Slow West is the best modern western I've seen in years. I've watched it twice already and I love it. Some quick thoughts.
The west was a more diverse place than previous generations of Westerns might have you believe, which isn't to suggest that it was a completely diverse time, but it wasn't just all white males. There were different countries present, different accents, different languages, different cultures. All of this is on full display in Slow West.
Slow West is a gorgeously shot movie. You can pause the movie at almost any point and you will find a beautiful shot that conveys information and understands the film language of westerns.

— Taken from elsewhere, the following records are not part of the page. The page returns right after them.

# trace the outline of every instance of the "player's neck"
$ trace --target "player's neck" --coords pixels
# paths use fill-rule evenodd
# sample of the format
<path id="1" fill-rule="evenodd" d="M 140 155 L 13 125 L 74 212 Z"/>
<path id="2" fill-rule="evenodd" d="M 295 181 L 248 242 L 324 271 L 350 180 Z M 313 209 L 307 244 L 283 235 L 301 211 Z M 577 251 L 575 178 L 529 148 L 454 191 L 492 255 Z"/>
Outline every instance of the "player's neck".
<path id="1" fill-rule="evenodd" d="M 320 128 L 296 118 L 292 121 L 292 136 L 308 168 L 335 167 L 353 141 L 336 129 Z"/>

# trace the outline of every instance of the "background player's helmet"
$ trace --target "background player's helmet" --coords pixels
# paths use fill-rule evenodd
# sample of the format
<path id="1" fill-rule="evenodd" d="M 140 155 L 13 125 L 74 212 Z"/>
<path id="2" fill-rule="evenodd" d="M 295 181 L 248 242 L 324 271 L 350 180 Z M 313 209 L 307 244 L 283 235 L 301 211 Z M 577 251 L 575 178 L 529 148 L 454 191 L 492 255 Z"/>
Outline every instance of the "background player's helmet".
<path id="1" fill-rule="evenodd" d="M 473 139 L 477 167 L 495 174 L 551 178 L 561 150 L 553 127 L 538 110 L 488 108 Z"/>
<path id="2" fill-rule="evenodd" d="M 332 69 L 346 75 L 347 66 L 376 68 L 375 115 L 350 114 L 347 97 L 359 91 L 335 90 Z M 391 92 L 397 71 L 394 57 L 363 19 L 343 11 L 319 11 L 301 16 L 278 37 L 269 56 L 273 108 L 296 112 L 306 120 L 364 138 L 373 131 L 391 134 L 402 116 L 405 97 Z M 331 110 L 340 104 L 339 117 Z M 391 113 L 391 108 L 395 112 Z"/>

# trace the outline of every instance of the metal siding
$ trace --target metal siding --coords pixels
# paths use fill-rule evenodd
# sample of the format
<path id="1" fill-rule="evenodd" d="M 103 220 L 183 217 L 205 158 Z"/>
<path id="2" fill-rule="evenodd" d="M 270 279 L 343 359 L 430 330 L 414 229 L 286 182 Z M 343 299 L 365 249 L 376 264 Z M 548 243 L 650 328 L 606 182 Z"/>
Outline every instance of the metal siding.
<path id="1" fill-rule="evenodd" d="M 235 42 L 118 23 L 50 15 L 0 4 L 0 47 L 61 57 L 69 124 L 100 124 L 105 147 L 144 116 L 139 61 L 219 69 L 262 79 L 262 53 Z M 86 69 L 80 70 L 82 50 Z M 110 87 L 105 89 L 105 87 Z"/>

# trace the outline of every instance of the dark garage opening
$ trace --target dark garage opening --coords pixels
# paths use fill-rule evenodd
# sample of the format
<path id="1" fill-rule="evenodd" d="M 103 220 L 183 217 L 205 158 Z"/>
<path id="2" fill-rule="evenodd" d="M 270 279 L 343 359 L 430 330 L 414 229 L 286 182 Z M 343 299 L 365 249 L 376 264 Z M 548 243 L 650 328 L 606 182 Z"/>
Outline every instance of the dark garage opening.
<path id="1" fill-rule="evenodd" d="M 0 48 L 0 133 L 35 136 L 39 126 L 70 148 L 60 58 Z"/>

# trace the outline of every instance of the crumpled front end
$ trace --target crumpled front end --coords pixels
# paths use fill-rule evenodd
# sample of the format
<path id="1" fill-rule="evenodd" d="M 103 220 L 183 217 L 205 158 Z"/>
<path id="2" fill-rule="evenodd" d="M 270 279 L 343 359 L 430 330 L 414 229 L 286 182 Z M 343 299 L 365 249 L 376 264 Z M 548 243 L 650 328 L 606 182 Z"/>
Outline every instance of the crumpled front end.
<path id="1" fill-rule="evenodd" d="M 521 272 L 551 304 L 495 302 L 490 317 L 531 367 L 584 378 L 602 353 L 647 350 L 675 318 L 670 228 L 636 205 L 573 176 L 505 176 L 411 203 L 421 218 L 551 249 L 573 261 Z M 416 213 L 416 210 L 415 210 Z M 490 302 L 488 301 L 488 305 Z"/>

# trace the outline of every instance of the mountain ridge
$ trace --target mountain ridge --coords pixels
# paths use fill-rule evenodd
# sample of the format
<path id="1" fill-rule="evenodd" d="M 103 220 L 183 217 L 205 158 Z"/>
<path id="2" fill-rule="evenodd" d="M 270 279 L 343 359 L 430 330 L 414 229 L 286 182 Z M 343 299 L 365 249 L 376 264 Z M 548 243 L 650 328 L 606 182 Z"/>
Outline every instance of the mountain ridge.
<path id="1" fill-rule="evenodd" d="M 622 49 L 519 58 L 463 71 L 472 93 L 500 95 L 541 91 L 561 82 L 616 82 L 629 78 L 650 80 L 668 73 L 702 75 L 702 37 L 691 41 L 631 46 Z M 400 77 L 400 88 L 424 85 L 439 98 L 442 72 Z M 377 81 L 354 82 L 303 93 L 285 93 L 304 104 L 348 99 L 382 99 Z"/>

There is a sly humor present that feels naturally funny without altering the tone of the story. And while it may be designed to bring about some small amount of levity, these moments feel very organic.

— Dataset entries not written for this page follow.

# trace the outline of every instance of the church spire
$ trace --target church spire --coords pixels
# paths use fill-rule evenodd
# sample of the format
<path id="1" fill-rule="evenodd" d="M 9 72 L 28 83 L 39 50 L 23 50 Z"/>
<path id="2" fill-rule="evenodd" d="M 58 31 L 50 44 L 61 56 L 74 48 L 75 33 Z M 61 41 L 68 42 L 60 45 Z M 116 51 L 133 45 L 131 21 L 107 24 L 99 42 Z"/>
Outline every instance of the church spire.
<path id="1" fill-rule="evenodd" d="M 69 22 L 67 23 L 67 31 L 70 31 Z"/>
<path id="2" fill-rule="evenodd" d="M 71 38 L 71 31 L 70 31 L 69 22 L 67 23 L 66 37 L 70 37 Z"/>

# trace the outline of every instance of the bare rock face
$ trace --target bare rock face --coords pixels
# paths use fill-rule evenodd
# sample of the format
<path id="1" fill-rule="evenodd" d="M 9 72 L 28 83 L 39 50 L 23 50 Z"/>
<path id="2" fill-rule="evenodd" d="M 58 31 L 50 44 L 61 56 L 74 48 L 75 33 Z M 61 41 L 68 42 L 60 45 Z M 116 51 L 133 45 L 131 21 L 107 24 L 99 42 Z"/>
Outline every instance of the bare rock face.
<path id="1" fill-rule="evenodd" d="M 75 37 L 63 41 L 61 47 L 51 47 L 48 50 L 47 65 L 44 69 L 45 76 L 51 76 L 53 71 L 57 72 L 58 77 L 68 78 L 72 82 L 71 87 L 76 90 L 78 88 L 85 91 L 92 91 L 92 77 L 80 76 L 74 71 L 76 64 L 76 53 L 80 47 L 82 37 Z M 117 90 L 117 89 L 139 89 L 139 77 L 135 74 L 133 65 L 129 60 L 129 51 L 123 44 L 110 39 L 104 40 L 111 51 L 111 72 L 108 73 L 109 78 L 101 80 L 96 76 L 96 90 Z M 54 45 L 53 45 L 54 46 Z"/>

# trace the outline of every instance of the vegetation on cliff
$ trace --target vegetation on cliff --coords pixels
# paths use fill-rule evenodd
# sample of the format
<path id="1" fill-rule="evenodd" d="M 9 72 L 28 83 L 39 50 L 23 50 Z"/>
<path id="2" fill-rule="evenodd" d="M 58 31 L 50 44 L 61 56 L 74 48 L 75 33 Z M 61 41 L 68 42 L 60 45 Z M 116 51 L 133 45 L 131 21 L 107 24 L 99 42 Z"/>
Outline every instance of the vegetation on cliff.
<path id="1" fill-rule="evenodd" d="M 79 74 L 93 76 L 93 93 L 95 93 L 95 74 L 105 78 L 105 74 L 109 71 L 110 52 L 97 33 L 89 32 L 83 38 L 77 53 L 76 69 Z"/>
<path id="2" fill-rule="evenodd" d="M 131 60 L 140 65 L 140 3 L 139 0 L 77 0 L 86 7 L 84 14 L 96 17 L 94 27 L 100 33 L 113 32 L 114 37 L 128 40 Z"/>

Slow West works well with it's audience to create a minimalist product. The audience is expected to know that Silas is the good man who has done bad things; that Jay is the innocent babe in the woods, that Payne is the bad guy and will die. The audience recognizes these tropes because they seen them before in countless westerns. And the filmmakers trust that the audience will have that recognition. That frees the movie from having to show back story and exposition, especially for Silas and Payne. Information about history, relationships, and motive is presents in subtle ways.

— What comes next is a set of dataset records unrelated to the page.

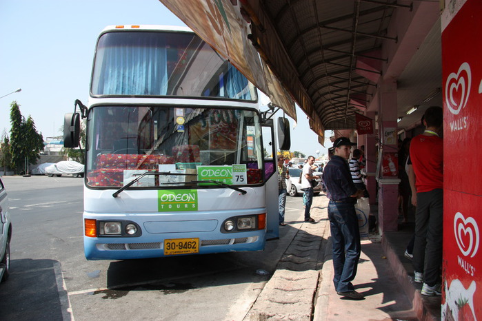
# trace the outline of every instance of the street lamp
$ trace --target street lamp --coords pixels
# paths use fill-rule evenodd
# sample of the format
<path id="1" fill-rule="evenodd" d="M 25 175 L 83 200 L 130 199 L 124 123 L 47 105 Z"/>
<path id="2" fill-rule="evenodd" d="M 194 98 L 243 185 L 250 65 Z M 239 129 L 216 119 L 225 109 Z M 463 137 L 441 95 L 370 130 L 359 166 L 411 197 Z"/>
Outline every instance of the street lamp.
<path id="1" fill-rule="evenodd" d="M 10 92 L 10 93 L 7 94 L 6 95 L 2 96 L 0 97 L 0 98 L 3 98 L 3 97 L 5 97 L 6 96 L 8 96 L 8 95 L 10 95 L 10 94 L 14 94 L 14 93 L 16 93 L 16 92 L 21 92 L 21 91 L 22 91 L 22 89 L 21 89 L 21 88 L 19 88 L 19 89 L 17 89 L 17 90 L 15 90 L 14 92 Z"/>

The ending - Westerns stories come with a high body count. Even the most bloodless of studio system westerns had a high body count. But the deaths are, by and large, disposable. It happens, it's exciting (or serves a story purpose), then the character (and the audience) move on, either to the next story beat, the end of the story, out of the frame. Slow West's final two shots work really well together. First, you see Silas righting the horseshoe and through narration telling us that he's happy and settled. Then the camera goes briefly to every single person who died over the course of the film, wherever they still lay. It's a reminder to the audience: be happy for Silas, Rose, and the children, but that does not come without a price; all of this lead to that. It's more consideration then most westerns muster.